In Silico Prediction and In Vitro Characterization of Multifunctional Human RNase3

1Institute of Molecular and Cellular Biology, National Tsing Hua University, No. 101, Section 2, Kuang Fu Road, Hsinchu 30013, Taiwan
2Institute of Biotechnology, National Tsing Hua University, No. 101, Section 2, Kuang Fu Road, Hsinchu 30013, Taiwan
3Department of Computer Science and Engineering, National Taiwan Ocean University, 2 Pei Ning Road, Keelung 20224, Taiwan
4Department of Medical Science, National Tsing Hua University, No. 101, Section 2, Kuang Fu Road, Hsinchu 30013, Taiwan

Received 31 October 2012; Accepted 2 December 2012

Academic Editor: Hao-Teng Chang

Copyright © 2013 Pei-Chun Lien et al. This is an open access article distributed under the Creative Commons Attribution License, which permits unrestricted use, distribution, and reproduction in any medium, provided the original work is properly cited.

Abstract

Human ribonucleases A (hRNaseA) superfamily consists of thirteen members with high-structure similarities but exhibits divergent physiological functions other than RNase activity.
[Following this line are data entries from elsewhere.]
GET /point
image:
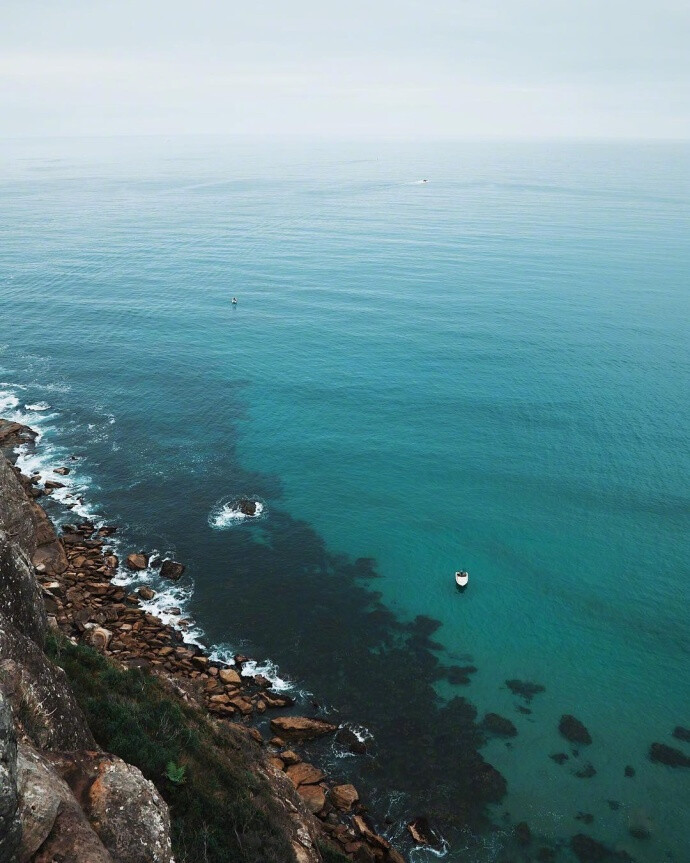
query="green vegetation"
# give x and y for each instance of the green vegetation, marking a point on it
(221, 811)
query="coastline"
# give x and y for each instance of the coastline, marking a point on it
(77, 571)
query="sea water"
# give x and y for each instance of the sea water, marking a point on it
(486, 371)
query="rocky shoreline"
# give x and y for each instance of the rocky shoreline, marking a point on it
(75, 572)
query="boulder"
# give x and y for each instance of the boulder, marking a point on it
(137, 561)
(98, 637)
(493, 723)
(343, 796)
(664, 754)
(301, 728)
(129, 814)
(172, 570)
(229, 676)
(304, 774)
(573, 730)
(12, 434)
(246, 506)
(314, 797)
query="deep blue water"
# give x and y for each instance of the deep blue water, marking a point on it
(489, 371)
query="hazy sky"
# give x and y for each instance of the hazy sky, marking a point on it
(410, 68)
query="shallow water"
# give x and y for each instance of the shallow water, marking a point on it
(486, 371)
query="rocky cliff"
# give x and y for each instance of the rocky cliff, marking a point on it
(112, 814)
(83, 669)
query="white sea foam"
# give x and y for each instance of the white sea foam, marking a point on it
(225, 513)
(73, 497)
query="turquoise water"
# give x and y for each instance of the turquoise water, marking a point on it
(487, 371)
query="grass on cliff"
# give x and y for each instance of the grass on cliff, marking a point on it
(220, 810)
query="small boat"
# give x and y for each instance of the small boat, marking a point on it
(461, 579)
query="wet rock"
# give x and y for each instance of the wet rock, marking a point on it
(574, 730)
(301, 728)
(663, 754)
(137, 561)
(493, 723)
(681, 733)
(12, 434)
(343, 796)
(172, 570)
(246, 506)
(348, 738)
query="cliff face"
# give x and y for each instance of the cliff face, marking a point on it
(60, 797)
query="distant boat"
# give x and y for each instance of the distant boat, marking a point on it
(461, 579)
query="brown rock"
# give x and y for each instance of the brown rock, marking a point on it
(301, 728)
(137, 561)
(98, 637)
(314, 797)
(229, 676)
(343, 796)
(290, 757)
(304, 774)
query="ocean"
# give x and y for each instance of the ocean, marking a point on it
(485, 371)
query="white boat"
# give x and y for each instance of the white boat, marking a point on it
(461, 579)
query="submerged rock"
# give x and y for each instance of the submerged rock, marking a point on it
(421, 832)
(496, 724)
(172, 570)
(664, 754)
(588, 850)
(681, 733)
(574, 730)
(137, 561)
(525, 689)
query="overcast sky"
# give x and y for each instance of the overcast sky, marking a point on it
(393, 68)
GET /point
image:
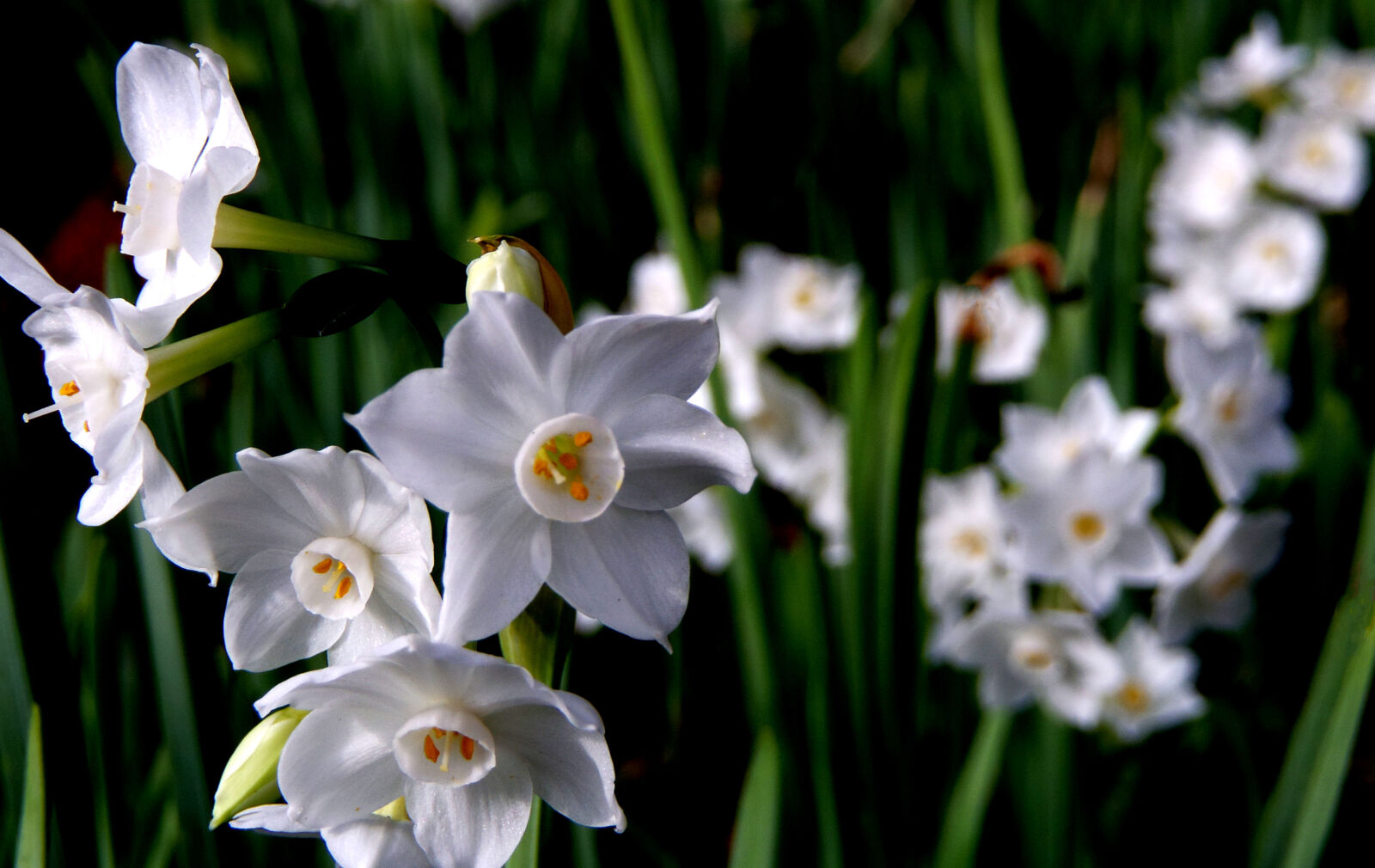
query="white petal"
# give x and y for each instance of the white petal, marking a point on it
(375, 842)
(673, 450)
(476, 826)
(616, 359)
(339, 765)
(570, 767)
(266, 627)
(158, 95)
(494, 563)
(626, 568)
(18, 268)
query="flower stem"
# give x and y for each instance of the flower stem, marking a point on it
(248, 230)
(186, 359)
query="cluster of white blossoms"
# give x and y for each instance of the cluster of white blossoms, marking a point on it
(777, 300)
(556, 458)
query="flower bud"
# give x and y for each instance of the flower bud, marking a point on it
(510, 265)
(249, 776)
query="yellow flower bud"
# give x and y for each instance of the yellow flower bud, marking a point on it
(249, 776)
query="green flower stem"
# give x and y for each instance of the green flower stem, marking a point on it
(248, 230)
(176, 364)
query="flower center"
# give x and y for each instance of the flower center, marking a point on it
(333, 577)
(570, 468)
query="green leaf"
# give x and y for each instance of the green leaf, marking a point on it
(755, 838)
(29, 852)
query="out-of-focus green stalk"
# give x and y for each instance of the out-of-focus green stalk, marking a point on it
(1299, 812)
(175, 705)
(29, 850)
(964, 812)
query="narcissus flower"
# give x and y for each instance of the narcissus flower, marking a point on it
(330, 553)
(192, 148)
(98, 373)
(556, 458)
(468, 739)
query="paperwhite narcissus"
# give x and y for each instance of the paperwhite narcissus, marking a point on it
(556, 458)
(98, 373)
(329, 552)
(192, 148)
(468, 739)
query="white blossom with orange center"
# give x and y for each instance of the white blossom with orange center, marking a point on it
(98, 375)
(1092, 530)
(1157, 685)
(330, 553)
(465, 737)
(1231, 409)
(556, 457)
(1212, 586)
(192, 148)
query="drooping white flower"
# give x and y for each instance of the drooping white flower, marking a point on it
(1231, 409)
(98, 373)
(1055, 657)
(556, 458)
(1210, 588)
(1008, 330)
(1038, 446)
(1092, 531)
(1320, 158)
(1341, 83)
(1157, 687)
(1257, 64)
(1207, 178)
(468, 739)
(192, 148)
(1274, 259)
(329, 552)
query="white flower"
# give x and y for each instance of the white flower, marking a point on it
(1231, 407)
(370, 842)
(1092, 530)
(1207, 178)
(1341, 83)
(329, 552)
(1040, 446)
(1275, 258)
(192, 148)
(1212, 586)
(465, 737)
(1157, 687)
(1008, 330)
(1257, 62)
(556, 458)
(98, 375)
(1319, 158)
(1055, 657)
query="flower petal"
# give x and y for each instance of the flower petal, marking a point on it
(162, 114)
(627, 568)
(476, 826)
(570, 767)
(673, 450)
(495, 559)
(618, 359)
(266, 627)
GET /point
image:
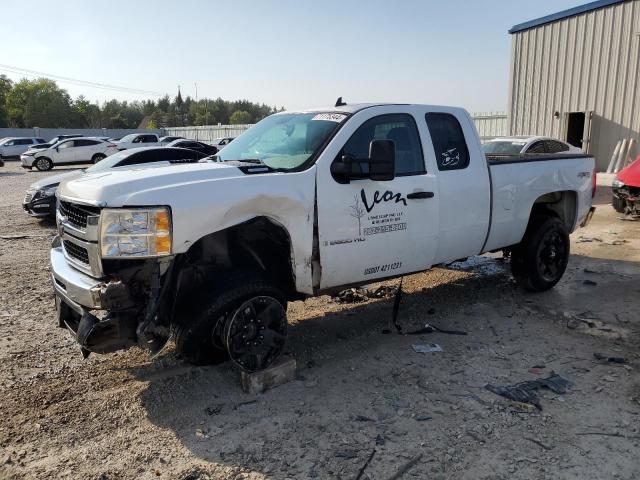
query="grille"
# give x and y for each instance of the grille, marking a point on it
(76, 252)
(77, 214)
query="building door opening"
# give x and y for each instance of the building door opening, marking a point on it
(575, 128)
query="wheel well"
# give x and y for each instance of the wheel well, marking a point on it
(260, 245)
(562, 205)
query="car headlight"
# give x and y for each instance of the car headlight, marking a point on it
(140, 232)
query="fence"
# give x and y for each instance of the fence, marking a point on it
(491, 125)
(207, 132)
(49, 133)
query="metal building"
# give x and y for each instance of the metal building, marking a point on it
(574, 76)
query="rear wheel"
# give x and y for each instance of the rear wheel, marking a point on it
(97, 157)
(43, 164)
(540, 260)
(245, 321)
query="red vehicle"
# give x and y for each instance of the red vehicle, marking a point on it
(626, 189)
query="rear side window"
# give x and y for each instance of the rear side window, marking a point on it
(556, 147)
(448, 140)
(537, 147)
(399, 127)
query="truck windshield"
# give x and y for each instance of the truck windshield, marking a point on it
(284, 140)
(503, 147)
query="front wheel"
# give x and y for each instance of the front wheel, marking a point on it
(43, 164)
(245, 321)
(540, 260)
(618, 204)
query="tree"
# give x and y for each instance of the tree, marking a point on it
(5, 88)
(240, 117)
(39, 103)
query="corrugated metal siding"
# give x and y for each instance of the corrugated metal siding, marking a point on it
(584, 63)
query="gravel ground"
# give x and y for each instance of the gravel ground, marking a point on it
(364, 405)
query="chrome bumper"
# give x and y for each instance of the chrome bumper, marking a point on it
(78, 290)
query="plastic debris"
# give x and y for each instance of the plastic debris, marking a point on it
(602, 356)
(525, 392)
(426, 348)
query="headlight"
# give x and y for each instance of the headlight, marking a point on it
(47, 192)
(140, 232)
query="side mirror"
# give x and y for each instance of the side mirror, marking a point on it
(382, 160)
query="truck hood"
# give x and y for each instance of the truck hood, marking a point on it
(115, 187)
(54, 180)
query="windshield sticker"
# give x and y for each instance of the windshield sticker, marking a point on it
(330, 117)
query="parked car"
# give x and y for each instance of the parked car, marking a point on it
(16, 146)
(169, 139)
(55, 140)
(527, 144)
(194, 145)
(134, 140)
(40, 201)
(626, 189)
(68, 152)
(222, 142)
(303, 203)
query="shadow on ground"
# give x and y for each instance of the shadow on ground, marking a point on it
(359, 389)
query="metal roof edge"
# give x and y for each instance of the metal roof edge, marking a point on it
(571, 12)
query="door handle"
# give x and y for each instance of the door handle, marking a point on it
(418, 195)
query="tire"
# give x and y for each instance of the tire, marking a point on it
(618, 204)
(201, 336)
(43, 164)
(540, 260)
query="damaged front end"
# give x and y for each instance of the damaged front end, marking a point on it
(116, 311)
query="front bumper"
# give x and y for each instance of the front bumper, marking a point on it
(40, 207)
(78, 290)
(26, 161)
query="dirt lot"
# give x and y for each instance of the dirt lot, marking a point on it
(360, 394)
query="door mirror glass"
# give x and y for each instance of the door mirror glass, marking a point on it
(382, 160)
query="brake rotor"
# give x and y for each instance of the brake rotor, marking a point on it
(256, 333)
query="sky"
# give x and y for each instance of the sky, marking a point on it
(291, 53)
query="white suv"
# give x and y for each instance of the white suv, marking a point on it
(15, 146)
(68, 152)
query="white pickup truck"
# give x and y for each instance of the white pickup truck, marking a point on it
(301, 204)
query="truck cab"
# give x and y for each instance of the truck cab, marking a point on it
(301, 204)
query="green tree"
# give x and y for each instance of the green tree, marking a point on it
(240, 117)
(5, 88)
(39, 103)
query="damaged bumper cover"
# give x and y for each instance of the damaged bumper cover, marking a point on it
(77, 294)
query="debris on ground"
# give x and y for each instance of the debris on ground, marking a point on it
(426, 348)
(607, 358)
(525, 392)
(351, 295)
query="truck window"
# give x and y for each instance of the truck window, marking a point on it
(556, 147)
(399, 127)
(448, 141)
(537, 147)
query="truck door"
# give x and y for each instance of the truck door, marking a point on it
(374, 229)
(463, 183)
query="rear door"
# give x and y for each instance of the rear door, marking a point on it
(463, 183)
(375, 229)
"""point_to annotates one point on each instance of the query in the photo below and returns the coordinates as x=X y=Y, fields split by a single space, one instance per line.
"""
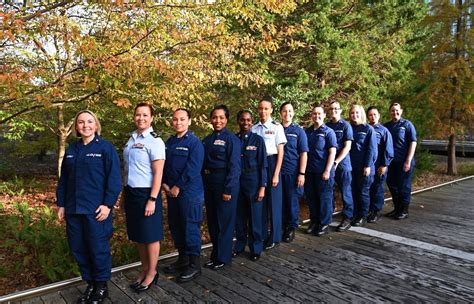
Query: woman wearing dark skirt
x=144 y=156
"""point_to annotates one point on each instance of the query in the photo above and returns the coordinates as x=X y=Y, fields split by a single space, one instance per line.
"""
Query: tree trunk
x=452 y=167
x=63 y=132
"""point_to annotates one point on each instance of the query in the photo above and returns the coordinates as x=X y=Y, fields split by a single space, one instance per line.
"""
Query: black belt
x=215 y=170
x=245 y=171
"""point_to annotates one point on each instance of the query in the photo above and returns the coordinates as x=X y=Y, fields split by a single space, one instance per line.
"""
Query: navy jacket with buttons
x=254 y=159
x=184 y=159
x=90 y=177
x=364 y=147
x=222 y=152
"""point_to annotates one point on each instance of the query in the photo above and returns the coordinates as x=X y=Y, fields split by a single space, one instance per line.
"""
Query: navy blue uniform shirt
x=253 y=157
x=344 y=133
x=90 y=177
x=403 y=134
x=297 y=143
x=222 y=151
x=364 y=147
x=320 y=140
x=385 y=146
x=184 y=159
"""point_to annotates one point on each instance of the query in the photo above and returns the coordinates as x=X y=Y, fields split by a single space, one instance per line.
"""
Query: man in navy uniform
x=253 y=180
x=384 y=158
x=183 y=185
x=342 y=163
x=292 y=170
x=274 y=137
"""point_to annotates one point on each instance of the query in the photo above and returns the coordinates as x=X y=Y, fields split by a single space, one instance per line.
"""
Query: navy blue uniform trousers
x=361 y=192
x=377 y=191
x=184 y=219
x=343 y=179
x=272 y=207
x=320 y=196
x=89 y=243
x=291 y=194
x=399 y=183
x=220 y=217
x=248 y=226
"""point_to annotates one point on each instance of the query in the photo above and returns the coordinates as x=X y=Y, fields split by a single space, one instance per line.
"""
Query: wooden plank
x=53 y=298
x=126 y=294
x=71 y=294
x=401 y=275
x=261 y=292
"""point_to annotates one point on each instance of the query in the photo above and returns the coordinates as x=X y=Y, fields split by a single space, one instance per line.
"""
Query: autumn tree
x=445 y=81
x=70 y=55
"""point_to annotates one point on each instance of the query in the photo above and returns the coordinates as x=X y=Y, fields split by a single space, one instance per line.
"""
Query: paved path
x=427 y=258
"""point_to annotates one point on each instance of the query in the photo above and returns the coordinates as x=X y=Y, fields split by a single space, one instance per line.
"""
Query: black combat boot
x=101 y=293
x=87 y=295
x=193 y=270
x=402 y=214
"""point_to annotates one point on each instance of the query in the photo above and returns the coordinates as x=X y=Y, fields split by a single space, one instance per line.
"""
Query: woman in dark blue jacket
x=221 y=173
x=87 y=190
x=182 y=183
x=363 y=156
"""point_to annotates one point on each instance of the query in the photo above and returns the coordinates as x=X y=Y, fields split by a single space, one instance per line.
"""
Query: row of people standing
x=247 y=185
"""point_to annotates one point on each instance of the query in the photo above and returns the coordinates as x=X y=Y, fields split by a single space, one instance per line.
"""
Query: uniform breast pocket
x=179 y=158
x=251 y=158
x=218 y=152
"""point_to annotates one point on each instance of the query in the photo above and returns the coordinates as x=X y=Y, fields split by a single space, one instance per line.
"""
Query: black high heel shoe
x=136 y=284
x=146 y=287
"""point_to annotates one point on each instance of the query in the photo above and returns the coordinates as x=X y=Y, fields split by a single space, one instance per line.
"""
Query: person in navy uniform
x=363 y=156
x=274 y=137
x=400 y=171
x=292 y=170
x=184 y=189
x=253 y=180
x=221 y=173
x=87 y=190
x=385 y=156
x=144 y=156
x=342 y=163
x=319 y=184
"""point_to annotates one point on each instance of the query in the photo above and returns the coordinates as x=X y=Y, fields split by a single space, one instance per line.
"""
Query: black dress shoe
x=270 y=246
x=359 y=221
x=289 y=235
x=344 y=225
x=312 y=226
x=192 y=271
x=87 y=295
x=236 y=253
x=146 y=287
x=218 y=265
x=254 y=257
x=179 y=265
x=323 y=229
x=101 y=293
x=373 y=217
x=392 y=213
x=209 y=264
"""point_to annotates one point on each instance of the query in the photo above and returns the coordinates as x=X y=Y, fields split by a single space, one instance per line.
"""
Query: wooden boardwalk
x=427 y=258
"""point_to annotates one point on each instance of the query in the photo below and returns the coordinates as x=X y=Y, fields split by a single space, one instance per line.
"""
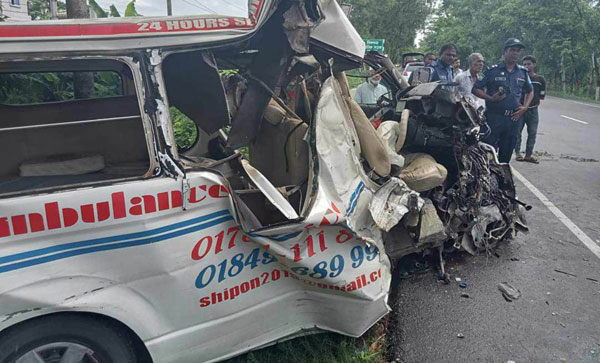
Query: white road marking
x=584 y=238
x=574 y=119
x=571 y=101
x=586 y=104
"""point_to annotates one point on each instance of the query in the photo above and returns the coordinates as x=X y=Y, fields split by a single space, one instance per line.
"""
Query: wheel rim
x=60 y=352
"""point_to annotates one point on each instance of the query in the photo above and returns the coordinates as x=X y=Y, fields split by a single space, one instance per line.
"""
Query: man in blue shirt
x=442 y=68
x=502 y=88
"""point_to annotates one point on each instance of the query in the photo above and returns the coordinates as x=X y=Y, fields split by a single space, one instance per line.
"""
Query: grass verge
x=324 y=348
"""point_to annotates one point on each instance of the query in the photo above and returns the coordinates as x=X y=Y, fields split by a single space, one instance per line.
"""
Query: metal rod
x=53 y=10
x=69 y=123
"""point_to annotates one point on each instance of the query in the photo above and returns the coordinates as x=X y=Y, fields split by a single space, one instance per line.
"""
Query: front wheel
x=66 y=338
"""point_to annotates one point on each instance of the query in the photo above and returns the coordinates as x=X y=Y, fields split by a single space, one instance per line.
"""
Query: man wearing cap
x=442 y=68
x=502 y=88
x=429 y=58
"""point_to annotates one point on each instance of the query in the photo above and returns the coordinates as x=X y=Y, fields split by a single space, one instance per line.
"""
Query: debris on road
x=578 y=159
x=509 y=293
x=565 y=273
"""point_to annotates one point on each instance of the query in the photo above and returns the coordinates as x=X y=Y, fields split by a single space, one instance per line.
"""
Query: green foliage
x=185 y=129
x=30 y=88
x=98 y=9
x=555 y=31
x=396 y=21
x=130 y=10
x=324 y=348
x=40 y=9
x=114 y=13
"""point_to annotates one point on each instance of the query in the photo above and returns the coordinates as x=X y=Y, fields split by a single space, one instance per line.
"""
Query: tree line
x=564 y=35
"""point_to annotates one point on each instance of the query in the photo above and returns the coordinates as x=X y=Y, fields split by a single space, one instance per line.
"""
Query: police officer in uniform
x=501 y=87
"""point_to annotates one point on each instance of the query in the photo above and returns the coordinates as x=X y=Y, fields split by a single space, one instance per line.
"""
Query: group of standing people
x=510 y=92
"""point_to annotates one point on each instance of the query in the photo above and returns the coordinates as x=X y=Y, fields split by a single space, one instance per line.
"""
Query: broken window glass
x=50 y=138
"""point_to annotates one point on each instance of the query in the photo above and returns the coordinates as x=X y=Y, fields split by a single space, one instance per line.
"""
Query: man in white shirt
x=369 y=92
x=466 y=79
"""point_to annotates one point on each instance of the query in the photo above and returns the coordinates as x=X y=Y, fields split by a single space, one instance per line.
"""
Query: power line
x=234 y=5
x=199 y=6
x=205 y=7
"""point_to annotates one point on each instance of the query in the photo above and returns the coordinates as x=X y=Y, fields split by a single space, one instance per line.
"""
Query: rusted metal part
x=270 y=66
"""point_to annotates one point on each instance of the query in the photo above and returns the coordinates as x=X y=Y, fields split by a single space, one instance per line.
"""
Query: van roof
x=117 y=34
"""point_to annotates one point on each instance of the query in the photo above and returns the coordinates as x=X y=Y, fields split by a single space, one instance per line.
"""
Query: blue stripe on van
x=98 y=241
x=354 y=198
x=114 y=246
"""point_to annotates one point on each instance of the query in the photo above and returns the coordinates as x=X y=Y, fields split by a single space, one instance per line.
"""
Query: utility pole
x=53 y=10
x=77 y=9
x=83 y=81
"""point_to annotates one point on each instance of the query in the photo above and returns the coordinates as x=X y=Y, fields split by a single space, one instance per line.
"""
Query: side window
x=64 y=128
x=33 y=88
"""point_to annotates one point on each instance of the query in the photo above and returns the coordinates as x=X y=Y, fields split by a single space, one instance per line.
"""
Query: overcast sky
x=183 y=7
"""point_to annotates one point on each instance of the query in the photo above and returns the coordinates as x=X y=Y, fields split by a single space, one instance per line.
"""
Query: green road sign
x=377 y=45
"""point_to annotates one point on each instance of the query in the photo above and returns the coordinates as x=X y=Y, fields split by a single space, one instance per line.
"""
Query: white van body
x=170 y=253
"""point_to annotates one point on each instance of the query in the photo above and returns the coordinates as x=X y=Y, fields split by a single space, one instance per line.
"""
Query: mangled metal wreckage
x=274 y=222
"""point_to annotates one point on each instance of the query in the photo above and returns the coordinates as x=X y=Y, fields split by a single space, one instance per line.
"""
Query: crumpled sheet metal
x=391 y=203
x=341 y=177
x=432 y=231
x=298 y=25
x=388 y=130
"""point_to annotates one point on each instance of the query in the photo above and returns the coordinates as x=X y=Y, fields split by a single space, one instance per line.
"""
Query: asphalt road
x=557 y=318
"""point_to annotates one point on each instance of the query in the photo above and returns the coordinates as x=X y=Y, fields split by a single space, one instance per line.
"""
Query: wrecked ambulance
x=119 y=245
x=192 y=188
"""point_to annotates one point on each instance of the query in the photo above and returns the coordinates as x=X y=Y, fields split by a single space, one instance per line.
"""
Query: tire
x=54 y=337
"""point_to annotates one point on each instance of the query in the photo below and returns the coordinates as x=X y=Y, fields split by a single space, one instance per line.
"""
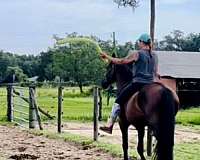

Evolution of hRNaseA superfamily has gained novel functions which may be preserved in a unique region or domain to account for additional molecular interactions. hRNase3 has multiple functions including ribonucleolytic, heparan sulfate (HS) binding, cellular binding, endocytic, lipid destabilization, cytotoxic, and antimicrobial activities. In this study, three putative multifunctional regions, 34RWRCK38 (HBR1), 75RSRFR79 (HBR2), and 101RPGRR105 (HBR3), of hRNase3 have been identified employing in silico sequence analysis and validated employing in vitro activity assays. A heparin binding peptide containing HBR1 is characterized to act as a key element associated with HS binding, cellular binding, and lipid binding activities. In this study, we provide novel insights to identify functional regions of hRNase3 that may have implications for all hRNaseA superfamily members.